Lucene is a full-text search API

xiaoxiao2021-03-06  70

Lucene is a full-text retrieval of API, which is more examples, and the cases of applications.

LUCENE and the references of this article.

This study, is practical, one is simple application, the other is the web application, the third is Chinese, four-related applications (Lucene homepage in Sandbox).

0, ready to work to Lucene's homepage download current stable version Lucene-1.2.tar.gz, unzipped, put two JAR files in the Lucene-1.2 directory Lucene-1.2.jar and Lucene-Demo2-1.2.jar After the appropriate directory, add it to the ClassPath environment variable.

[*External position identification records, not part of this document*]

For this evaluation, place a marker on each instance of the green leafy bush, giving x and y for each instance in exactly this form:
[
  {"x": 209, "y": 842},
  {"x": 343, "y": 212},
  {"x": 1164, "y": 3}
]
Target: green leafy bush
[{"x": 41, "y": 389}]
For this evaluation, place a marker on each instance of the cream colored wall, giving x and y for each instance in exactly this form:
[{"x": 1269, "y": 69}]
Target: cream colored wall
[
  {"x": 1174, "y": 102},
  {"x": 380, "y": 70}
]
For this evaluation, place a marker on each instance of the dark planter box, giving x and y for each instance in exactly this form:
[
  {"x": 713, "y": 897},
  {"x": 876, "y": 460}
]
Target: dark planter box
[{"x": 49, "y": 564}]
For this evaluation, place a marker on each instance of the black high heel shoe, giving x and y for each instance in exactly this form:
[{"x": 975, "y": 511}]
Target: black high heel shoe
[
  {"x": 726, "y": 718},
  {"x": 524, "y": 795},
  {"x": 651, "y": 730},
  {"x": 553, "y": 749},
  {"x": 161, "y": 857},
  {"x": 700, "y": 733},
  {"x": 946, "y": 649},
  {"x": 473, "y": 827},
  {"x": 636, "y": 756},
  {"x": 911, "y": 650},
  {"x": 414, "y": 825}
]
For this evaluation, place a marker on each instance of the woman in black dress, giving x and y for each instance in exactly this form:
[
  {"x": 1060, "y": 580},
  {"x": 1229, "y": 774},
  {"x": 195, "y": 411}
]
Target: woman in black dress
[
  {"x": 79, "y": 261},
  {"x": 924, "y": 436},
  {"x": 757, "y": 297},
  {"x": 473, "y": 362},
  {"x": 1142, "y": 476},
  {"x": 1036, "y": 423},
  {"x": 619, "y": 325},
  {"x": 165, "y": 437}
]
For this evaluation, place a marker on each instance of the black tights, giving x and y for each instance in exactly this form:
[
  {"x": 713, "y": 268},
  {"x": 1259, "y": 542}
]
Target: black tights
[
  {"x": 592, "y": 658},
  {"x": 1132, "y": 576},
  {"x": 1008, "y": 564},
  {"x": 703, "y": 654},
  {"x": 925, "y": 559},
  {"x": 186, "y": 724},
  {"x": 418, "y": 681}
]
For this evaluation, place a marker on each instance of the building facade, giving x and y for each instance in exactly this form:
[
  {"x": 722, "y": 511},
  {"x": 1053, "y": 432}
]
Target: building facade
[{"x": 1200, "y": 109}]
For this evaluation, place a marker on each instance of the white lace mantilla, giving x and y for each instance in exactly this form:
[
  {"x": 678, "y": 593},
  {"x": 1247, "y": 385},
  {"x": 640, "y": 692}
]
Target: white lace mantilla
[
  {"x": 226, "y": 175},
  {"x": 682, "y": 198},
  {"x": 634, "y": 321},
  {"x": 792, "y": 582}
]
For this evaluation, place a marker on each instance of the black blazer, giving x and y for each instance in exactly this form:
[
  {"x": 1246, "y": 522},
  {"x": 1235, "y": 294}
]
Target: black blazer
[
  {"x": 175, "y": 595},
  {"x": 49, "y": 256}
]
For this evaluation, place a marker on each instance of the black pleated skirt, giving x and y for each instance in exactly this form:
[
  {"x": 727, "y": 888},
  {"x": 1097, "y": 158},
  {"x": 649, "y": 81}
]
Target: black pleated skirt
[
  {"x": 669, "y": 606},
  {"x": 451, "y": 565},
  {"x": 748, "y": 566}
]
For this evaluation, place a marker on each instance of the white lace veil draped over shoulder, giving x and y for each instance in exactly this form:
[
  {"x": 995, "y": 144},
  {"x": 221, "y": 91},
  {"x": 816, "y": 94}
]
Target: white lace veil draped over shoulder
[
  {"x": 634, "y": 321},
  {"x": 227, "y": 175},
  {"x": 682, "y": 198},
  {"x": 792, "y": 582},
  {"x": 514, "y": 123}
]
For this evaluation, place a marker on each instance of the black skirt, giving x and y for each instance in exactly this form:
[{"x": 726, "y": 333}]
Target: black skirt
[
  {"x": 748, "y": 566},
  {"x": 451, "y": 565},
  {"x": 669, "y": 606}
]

TAR ZXVF Lucene-1.2.tar.gz <---- decompression

CD Lucene-1.2

CP * .jar $ dp

<--- Store the directory of the JAR file, replace the actual directory according to the specific work requirements

ClassPath = $ ClassPath: $ dp / lucene-1.2.jar: $ dp / Lucene-demos-1.2.jar; Export ClassPath

If you don't want to log in every time you are logged in, you can edit / etc / profile or your own directory. Profile, add the last line of the file to the last line of the file. Windows settings, right-click "My Computer" on the desktop, select "Advanced" -> Environment Variable "-> Select ClassPath->" Edit ", add the full path name of the two JAR files in the input box, pay attention to separation The symbol is a semicolon (;). See the right figure.

1, run DEMO

$ java org.apache.lucene.Demo.indexfiles / usr / local / man / man1 /

<- Establish indexing of MAN files

Adding /usr/local/man/man1/mysql.1

...........

Adding /usr/local/man/man1/cvs.1

1614 Total MilliseConds

$ java org.apache.lucene.demo.searchfiles

<- Retrieve

Query: Password

Searching for: Password

7 Total Matching Documents

0. /usr/local/man/man1/mysql.1

......

6. /usr/local/man/man1/mysqlshow.1

Query:

Ok! Lucene stands in Demo runs successfully

The primary API function called by this DEMO program:

/ * About the main function of the index * /

File File = New File (Argv []);

Indexwriter Writer = New IndexWriter ("INDEX", New StandardAnalyzer (), true);

Document doc = new document (); doc.add (Field.Text ("path", file.getpath ()); doc.add ("Modified", Datefield.Timetostring (file.lastmodified ()) )); Fileinputstream is = new fileinputstream (f); Reader Reader = New BufferedReader (New InputStreamReader (IS)); Doc.Add (Field.Text ("Contents", Reader);

Writer.addDocument (DOC);

Writer.optimize (); Writer.close (); / * About the main function of retrieval * / seat searcher = new indexsearcher ("index"); analyzer analyzer = new standardanalyzer (); query query = queryparser.parse (lineforsearch, " Contents ", Analyzer; Hits Hits = Searcher.Search (query); for (int i = start; i

3. Run LuceneWeb assume that Tomcat is installed in the $ TOMCATHOME directory, replacing $ TOMCATHOME with a real directory when applying.

CD $ TOMCATHOME / WebApps

Mkdir Lucenedb

CD Lucenedb

Java Org.Apache.lucene.Demo.indexhtml -create -index $ TOMCAT / WebApps / Lucenedb ../examples

<- With a relative path "..", point to the location of the indexed file, two to display the URL of the index file, because the retrievalful JSP program is in the LuceneWeb subdirectory .Examples can be used in other real applications Directory name

CD ..

CP ~ / Lucene-1.2 / LuceneWeb.war.

<- LuceneWeb.war under your decompressed lucene-1.2 directory

../bin/shudown.sh

. ../bin/startup.sh

Then access http://yourdomain.com:8080/luceneweb through the client, if the browser should appear on the right. . Reclusion to the server

CD LuceneWeb

vi configuration.jsp

<- Change the value of indexlocation to "$ Tomcathome / WebApps / LuceneDB";

CD ..

Jar -ur Luceneweb.war Luceneweb

Go to the client, refresh the page, then enter the word to retrieve it. Unfortunately, this can only retrieve English words. And if the Title of the html page is Chinese characters, there is a problem. Figure.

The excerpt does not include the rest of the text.